First, I tried using dimensional glue (side note: I became very, very sticky) which I then overpainted but…hmmm…no…too spiky…too punk rock. I needed something dimensional but smoother (like a 20 year old single malt…I digress).

So, next I popped on some blobs of Glossy Accents and let them dry. Much better, nicer roundness to them (more flinty!). Painted them grey. Hmm. Maybe too rounded. Too even. And too far apart. Well, it was a start. I added some blobs of white enamel accents in between. Too white and too shiny. I added more grey paint, a different shade, leaving a few shiny bits of white sticking out. Like flint! Blobbed on some black enamel accents on top of, to the side of, next to, half way across, the others already there. Too black. Too shiny again. So, more grey, both shades, over, around, leaving bits of shiny black to stick out here and there. Like flint!
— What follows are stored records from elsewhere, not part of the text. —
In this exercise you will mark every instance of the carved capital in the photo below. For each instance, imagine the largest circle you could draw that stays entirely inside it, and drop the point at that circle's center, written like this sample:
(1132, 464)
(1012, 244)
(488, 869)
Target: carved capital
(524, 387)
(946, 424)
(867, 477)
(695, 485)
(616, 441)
The stones needed more definition. I looked at some pictures I had found on the internet. I took a white pen and started circling all the blobs: grey, white, black, bits of all, and in between. Getting better.

I spent a day out on a jaunt, looking for country churches in deepest Norfolk. Taking photographs, staring at walls, looking at colours and patterns. It struck me at that point that I could never capture the look of a flint wall in all its glory. They are all so very different. I looked again at the colours and decided on the final act.

Brown paint, two shades, dabbed on using a piece of the Coolkatz lightboard from the kit, daubed on random places on the wall: where it looked neglected, boring or abandoned.

So, a simplified version for the other walls:

  1. Glossy Accent blobs
  2. Paint all over with dark grey
  3. Blobs of black and white enamel accents around the grey blobs
  4. Partially paint over the black and white enamel dots in two shades of grey, leaving tiny glimpses of shiny black and white
  5. Circle all blobs with white pen in a random manner
  6. Add blobs of two shades of brown paint to some of the stones.

Voila!

CoolKatz items used: kit, Glossy Accents, Paper Artsy Chalk Acrylic paint.